The 2009 novel, Stockett's first, rested more than 50 weeks on The New York Times Bestseller List. It chronicles the complex relationships between black housekeepers and their white employers in a pre-Civil Rights Mississippi. Its central character is Miss Skeeter, an archetypal Southern belle (Ole Miss grad, Class of '62) who returns to her Jackson home to find that the family maid (the woman who raised her) was let go without explanation after several decades of service. This prompts her to interview other black women who, like her own maid and surrogate mother, helped to raise the white children of the families for which they work.
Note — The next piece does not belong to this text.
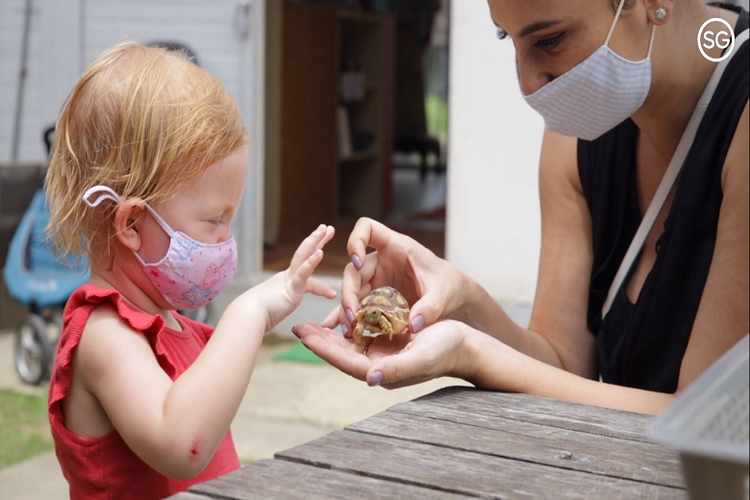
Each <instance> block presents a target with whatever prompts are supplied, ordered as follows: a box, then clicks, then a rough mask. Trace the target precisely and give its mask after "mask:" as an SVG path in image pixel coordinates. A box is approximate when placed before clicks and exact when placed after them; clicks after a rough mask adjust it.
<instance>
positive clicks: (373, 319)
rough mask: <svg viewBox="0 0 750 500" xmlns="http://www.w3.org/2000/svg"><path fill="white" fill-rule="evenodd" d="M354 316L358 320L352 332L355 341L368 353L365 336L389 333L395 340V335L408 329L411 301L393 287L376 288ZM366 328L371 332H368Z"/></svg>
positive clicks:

DreamWorks is reportedly courting newcomer Emma Stone (of "Superbad," "Zombieland" and this month's "Marmaduke") for the role of Miss Skeeter.

The film will also employ another current stage performance — Leslie Jordan, who will officially roll up his pink carpet on July 3 to accommodate the shooting.

"It's the first time I was offered a feature — y’know, where I didn’t have to audition or beg and plead,” the comic confessed. “I play the editor of the local newspaper. The movie is directed by a dear friend of mine who I just thought was worthless. His name is Tate Taylor. I knew him when he was an actor. We did Southern Baptist Sissies together. Somehow, he has marched into Steven Spielberg’s office and wangled a big new DreamWorks feature. I just almost fell on the floor!"

Taylor (who helmed two film shorts) and his producing partner, Brunson Green, and novelist Stockett all grew up within a one-mile radius of each other in Jackson, MS.